Revenue
Generation Plan – Summary October 8, 2002
It is the mission of University of Missouri Extensionto improve Missourian’s lives by addressing their highest priorities through the application of research-based knowledge and resources. It is our vision that we can improve people’s lives through relevant, lifelong learning. It is our challenge to carry out our mission and achieve our vision within a climate of shrinking resources. Even within this climate, we must be poised to provide a level of excellence in programming that is recognized in Missouri and across the nation. As we focus on our three priority program areas of enhancing economic viability, building strong individuals, families and communities, and creating healthy environments, we must insure that we have the tools necessary for success. This is possible only if we have adequate funds. Funds are required to attract, retain and maintain high-performing faculty and staff and to support continuous improvement in our five critical success factors of learning and achievement, access and quality, innovation, human resources and stewardship of resources.

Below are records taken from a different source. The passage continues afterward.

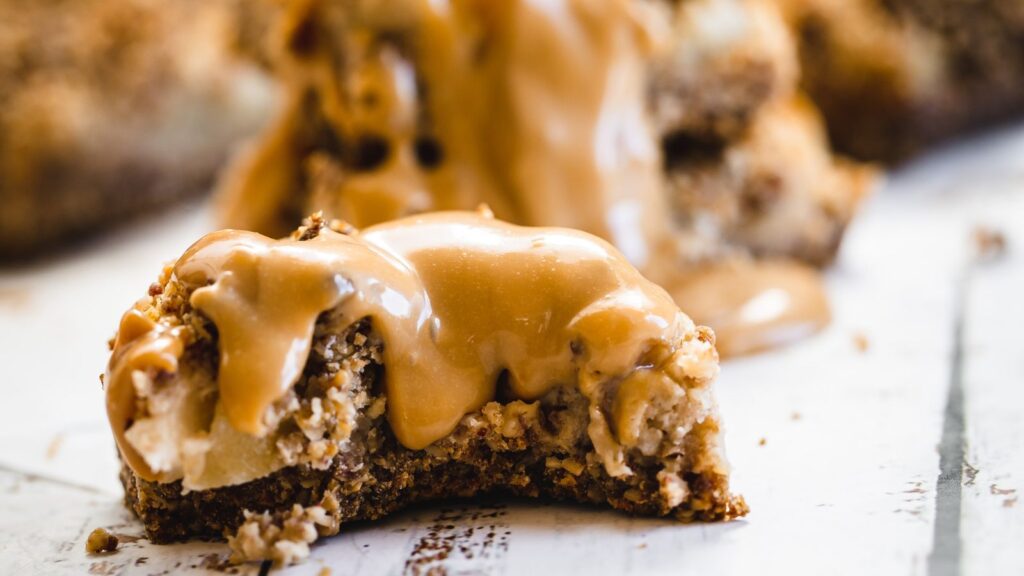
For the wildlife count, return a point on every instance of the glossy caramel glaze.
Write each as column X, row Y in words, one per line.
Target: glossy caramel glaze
column 141, row 345
column 461, row 301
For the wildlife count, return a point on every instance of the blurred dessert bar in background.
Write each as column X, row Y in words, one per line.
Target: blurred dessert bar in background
column 893, row 77
column 673, row 129
column 112, row 108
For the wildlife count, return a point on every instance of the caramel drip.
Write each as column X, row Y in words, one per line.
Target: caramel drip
column 141, row 345
column 754, row 306
column 461, row 301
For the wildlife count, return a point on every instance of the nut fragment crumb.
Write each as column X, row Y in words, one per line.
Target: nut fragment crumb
column 989, row 243
column 99, row 541
column 994, row 490
column 861, row 342
column 284, row 538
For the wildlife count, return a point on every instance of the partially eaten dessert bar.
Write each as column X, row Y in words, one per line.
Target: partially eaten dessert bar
column 271, row 391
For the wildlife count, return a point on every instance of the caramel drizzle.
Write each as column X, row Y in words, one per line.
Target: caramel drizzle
column 755, row 306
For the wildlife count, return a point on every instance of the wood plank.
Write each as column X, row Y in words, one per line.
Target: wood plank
column 993, row 383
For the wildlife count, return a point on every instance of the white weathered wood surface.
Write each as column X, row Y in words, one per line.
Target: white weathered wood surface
column 853, row 460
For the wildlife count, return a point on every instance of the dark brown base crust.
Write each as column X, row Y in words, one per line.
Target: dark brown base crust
column 395, row 478
column 370, row 486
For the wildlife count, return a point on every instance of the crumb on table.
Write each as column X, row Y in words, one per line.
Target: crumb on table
column 989, row 242
column 99, row 541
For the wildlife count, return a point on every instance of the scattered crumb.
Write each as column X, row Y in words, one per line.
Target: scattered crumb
column 971, row 472
column 996, row 491
column 54, row 447
column 99, row 541
column 989, row 243
column 861, row 342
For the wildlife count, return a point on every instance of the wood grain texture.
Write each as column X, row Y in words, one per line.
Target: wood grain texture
column 835, row 442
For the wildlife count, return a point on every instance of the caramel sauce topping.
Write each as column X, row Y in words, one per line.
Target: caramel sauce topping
column 754, row 306
column 461, row 301
column 141, row 344
column 536, row 109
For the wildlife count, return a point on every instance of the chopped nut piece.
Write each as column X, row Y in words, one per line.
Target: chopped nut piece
column 100, row 541
column 989, row 243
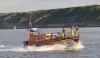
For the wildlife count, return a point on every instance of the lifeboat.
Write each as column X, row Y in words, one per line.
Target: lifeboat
column 39, row 39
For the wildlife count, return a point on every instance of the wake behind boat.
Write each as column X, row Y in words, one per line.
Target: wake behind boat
column 36, row 38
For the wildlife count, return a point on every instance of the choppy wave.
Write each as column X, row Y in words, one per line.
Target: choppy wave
column 79, row 46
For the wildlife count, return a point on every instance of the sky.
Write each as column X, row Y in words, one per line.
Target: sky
column 33, row 5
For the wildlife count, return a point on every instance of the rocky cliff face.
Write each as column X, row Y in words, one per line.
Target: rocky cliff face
column 83, row 16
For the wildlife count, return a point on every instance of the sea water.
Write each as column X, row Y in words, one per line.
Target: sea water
column 11, row 45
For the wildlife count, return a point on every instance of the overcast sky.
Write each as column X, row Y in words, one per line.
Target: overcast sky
column 32, row 5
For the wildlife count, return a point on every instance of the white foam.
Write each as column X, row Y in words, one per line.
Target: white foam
column 79, row 46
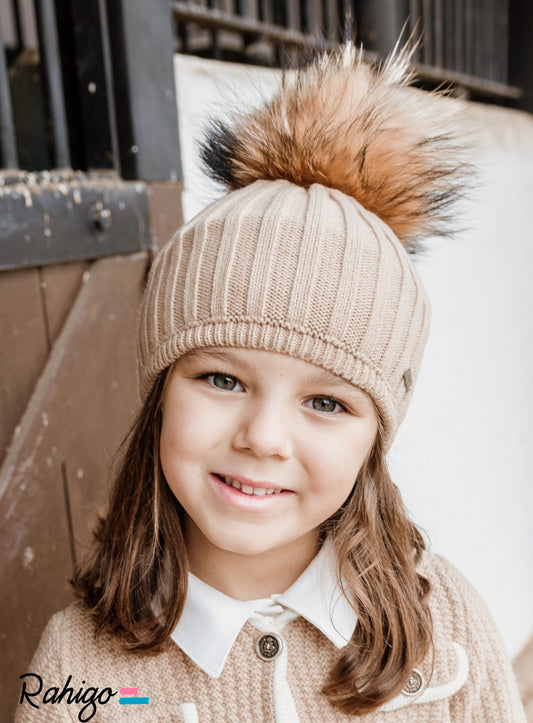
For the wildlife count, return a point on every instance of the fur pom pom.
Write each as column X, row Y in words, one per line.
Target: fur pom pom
column 355, row 127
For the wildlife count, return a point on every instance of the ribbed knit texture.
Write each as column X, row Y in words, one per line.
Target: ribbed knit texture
column 244, row 692
column 304, row 272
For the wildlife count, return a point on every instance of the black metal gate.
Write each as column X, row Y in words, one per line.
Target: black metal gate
column 98, row 97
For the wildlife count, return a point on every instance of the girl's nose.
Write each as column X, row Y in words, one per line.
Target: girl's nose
column 265, row 432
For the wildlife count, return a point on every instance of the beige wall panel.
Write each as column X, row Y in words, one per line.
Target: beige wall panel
column 166, row 214
column 23, row 346
column 60, row 284
column 77, row 416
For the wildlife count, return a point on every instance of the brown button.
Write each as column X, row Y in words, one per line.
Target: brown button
column 414, row 684
column 269, row 646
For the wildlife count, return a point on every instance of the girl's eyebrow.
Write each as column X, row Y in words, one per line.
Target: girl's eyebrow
column 323, row 377
column 209, row 356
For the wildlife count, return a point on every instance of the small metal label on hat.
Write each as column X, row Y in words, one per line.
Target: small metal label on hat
column 414, row 684
column 269, row 646
column 408, row 379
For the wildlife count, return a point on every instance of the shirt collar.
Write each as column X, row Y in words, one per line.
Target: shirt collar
column 211, row 621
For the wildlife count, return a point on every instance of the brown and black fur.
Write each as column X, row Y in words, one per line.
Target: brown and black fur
column 355, row 127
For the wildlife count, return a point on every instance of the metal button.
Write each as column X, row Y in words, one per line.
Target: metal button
column 414, row 684
column 269, row 646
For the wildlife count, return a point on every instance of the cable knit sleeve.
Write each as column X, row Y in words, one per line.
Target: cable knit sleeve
column 490, row 694
column 47, row 663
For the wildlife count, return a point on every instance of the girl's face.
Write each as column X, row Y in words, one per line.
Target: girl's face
column 260, row 449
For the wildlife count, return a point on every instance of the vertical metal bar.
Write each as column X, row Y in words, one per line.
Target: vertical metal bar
column 449, row 35
column 416, row 25
column 49, row 52
column 459, row 36
column 427, row 14
column 469, row 49
column 94, row 80
column 18, row 25
column 8, row 148
column 145, row 88
column 331, row 20
column 215, row 48
column 503, row 34
column 438, row 28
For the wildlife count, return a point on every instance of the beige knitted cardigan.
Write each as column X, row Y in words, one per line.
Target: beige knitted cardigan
column 472, row 681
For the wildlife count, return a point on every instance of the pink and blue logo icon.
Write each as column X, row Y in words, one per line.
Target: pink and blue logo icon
column 130, row 696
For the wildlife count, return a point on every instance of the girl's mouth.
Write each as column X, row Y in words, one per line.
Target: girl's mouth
column 248, row 489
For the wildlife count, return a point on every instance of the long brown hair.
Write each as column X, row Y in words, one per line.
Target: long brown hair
column 134, row 581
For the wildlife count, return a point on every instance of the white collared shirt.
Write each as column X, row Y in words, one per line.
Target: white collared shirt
column 211, row 621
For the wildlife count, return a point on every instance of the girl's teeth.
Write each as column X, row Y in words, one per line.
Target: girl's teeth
column 249, row 490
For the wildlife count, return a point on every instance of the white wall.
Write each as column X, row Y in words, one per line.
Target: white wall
column 463, row 456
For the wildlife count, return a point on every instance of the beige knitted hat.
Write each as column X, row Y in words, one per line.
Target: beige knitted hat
column 289, row 261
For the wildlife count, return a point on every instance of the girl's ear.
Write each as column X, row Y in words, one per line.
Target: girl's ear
column 167, row 373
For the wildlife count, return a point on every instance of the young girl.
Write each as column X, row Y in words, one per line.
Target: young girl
column 256, row 562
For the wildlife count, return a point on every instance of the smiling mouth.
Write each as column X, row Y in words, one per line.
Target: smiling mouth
column 248, row 489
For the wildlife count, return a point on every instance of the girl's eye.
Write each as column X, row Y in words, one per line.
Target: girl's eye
column 224, row 381
column 326, row 404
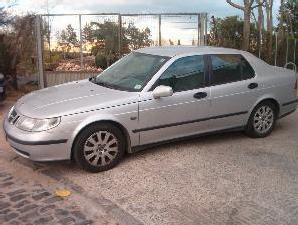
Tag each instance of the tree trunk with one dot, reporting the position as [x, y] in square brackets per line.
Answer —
[260, 26]
[246, 29]
[269, 5]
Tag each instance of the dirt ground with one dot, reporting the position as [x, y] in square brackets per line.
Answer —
[223, 179]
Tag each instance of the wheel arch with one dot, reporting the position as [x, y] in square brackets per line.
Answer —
[113, 122]
[269, 99]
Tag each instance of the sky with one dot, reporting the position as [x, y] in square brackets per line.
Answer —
[218, 8]
[170, 30]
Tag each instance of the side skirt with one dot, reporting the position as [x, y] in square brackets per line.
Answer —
[142, 147]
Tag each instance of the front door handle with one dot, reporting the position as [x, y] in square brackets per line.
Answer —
[200, 95]
[253, 85]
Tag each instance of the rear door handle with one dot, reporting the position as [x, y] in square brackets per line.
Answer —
[253, 85]
[200, 95]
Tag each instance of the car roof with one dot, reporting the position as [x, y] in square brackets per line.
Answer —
[171, 51]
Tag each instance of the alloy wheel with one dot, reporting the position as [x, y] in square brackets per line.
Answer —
[263, 119]
[100, 148]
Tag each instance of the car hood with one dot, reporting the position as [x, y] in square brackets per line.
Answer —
[71, 98]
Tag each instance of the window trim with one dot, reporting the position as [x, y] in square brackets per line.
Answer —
[206, 74]
[210, 71]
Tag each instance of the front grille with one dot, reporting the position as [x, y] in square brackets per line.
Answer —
[24, 154]
[13, 117]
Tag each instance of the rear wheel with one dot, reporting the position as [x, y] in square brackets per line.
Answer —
[99, 147]
[262, 120]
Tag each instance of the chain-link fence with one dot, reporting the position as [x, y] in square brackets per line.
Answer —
[77, 45]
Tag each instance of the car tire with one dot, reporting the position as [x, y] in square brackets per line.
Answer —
[99, 147]
[262, 120]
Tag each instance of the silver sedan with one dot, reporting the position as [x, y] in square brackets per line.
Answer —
[151, 96]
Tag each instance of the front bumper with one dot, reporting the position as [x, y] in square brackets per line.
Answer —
[37, 146]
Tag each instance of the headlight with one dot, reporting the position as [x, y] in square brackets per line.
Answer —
[35, 125]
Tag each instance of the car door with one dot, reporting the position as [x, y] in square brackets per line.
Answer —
[180, 114]
[233, 90]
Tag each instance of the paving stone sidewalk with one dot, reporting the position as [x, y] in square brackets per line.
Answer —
[28, 203]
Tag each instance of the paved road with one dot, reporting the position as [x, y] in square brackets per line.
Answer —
[222, 179]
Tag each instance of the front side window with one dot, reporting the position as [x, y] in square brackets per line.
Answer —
[132, 72]
[230, 68]
[184, 74]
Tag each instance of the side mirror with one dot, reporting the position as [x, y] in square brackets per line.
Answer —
[162, 91]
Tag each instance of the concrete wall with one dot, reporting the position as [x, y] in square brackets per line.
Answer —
[58, 77]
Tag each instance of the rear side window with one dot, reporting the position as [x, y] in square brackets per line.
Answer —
[230, 68]
[184, 74]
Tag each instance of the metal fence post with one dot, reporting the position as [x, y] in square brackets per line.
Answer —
[81, 41]
[202, 30]
[276, 43]
[199, 29]
[119, 34]
[295, 51]
[287, 50]
[205, 33]
[159, 30]
[39, 52]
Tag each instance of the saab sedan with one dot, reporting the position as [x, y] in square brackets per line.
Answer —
[151, 96]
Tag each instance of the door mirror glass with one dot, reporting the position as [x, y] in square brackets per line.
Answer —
[162, 91]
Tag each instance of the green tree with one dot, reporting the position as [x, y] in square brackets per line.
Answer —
[106, 36]
[67, 38]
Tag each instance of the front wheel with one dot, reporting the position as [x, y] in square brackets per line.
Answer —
[262, 120]
[99, 147]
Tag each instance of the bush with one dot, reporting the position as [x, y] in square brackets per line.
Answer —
[101, 61]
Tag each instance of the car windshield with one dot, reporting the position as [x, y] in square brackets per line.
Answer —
[131, 73]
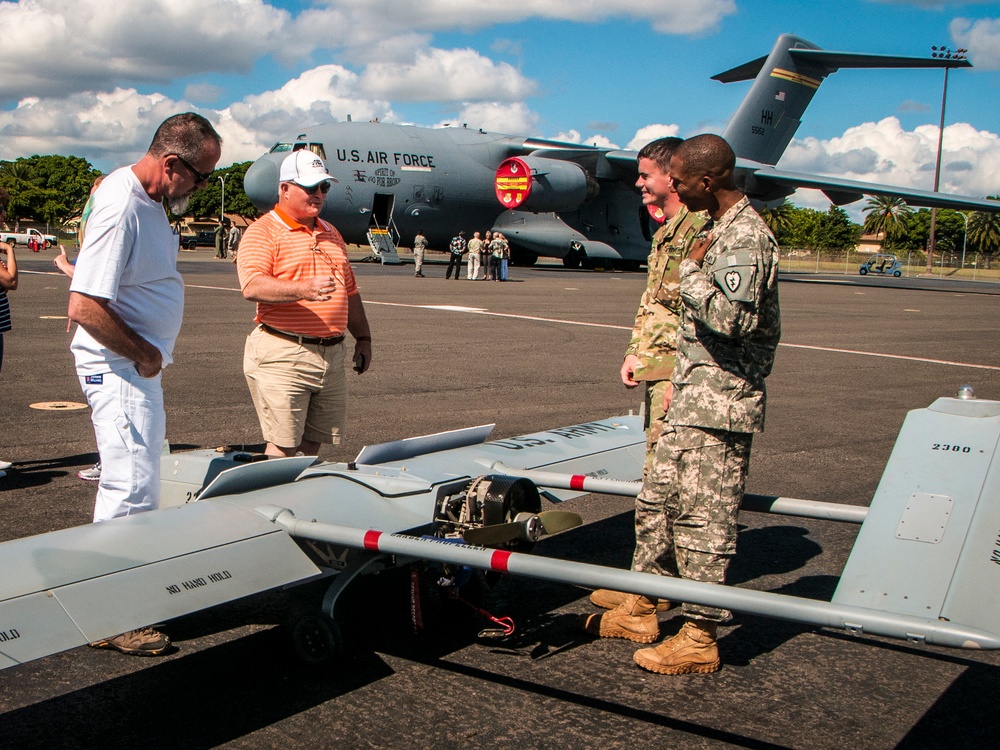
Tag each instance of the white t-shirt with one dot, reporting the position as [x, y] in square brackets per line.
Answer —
[129, 256]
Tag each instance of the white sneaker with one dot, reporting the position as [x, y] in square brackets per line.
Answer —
[93, 474]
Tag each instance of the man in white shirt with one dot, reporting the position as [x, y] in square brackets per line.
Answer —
[128, 299]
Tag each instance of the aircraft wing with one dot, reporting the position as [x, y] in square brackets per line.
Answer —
[78, 585]
[763, 180]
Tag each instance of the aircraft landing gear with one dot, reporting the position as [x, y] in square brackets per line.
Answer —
[316, 639]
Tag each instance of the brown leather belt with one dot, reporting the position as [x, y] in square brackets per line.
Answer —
[313, 340]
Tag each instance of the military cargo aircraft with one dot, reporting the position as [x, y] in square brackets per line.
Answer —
[233, 525]
[564, 200]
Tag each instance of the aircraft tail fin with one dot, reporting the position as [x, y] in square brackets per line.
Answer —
[784, 85]
[930, 545]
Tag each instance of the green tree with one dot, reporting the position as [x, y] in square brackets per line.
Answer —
[208, 201]
[887, 216]
[835, 231]
[984, 232]
[778, 219]
[51, 188]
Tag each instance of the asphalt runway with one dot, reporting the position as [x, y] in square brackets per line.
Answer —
[540, 351]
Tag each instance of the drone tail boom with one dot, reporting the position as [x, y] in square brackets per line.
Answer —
[930, 545]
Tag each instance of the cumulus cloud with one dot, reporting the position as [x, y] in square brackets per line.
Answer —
[446, 75]
[883, 152]
[96, 44]
[391, 16]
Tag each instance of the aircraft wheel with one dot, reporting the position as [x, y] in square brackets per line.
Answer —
[317, 640]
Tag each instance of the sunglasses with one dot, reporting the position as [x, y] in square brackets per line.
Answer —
[323, 187]
[199, 176]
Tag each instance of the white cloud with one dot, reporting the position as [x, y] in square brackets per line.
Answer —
[446, 75]
[373, 17]
[651, 133]
[981, 38]
[884, 153]
[65, 46]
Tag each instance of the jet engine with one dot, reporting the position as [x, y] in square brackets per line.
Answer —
[541, 185]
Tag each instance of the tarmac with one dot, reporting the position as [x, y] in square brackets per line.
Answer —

However, the University of Missouri System FY02 budget was reduced by $80 million. State funding for UM’s core budget for FY03 was cut by 10 percent. While campuses have the option of raising fees and managing enrollment, University of Missouri Extensionmust seek other alternatives. With this is mind, on July 18, 2002, Dr. Ron Turner, Executive Vice President and Director of Cooperative Extension appointed the Revenue Generation Committee to recommend methods for generating additional revenue to achieve our mission. The committee was asked to submit a report of concrete actions to be taken to generate revenue and enhance cost recovery by
Sept 16, 2002.
The committee has completed its work. The ideas that have been generated are bold and require a paradigm shift in thinking about whose responsibility it is to generate revenue. These ideas will require shifts in policies and procedures and in professional development to build the capacity of our workforce to generate revenue. This report outlines the process undertaken by the committee; the principles that guided its work; and the ideas generated in the areas of gifts and endowments, grants and contract acquisition, cost recovery and strategic partnerships.
Strategic Partnerships - Identify a person to take leadership in creating a strategic partnerships working group. The group is to scan the environment and assist in identifying opportunities for UO/E faculty and administrators to forge new partnerships that generate fees through grants and contracts, gifts and endowments, and fee-based programs.
Gifts and Endowments - Establish a UO/E Office of Endowments and Gifts. Projected Amount to be generated: $100 million over the next 6 years.
Cost Recovery - Ask all UO/E programmatic and administrative units to develop a collaborative fee-generation plan to generate funds equivalent to 2 percent of the annual salary costs for the unit.
Grants and Contracts - Improve the infrastructure for obtaining grants and contracts. Projected increased amount to be generated: $11,000,000 with $2,036,000 in indirect.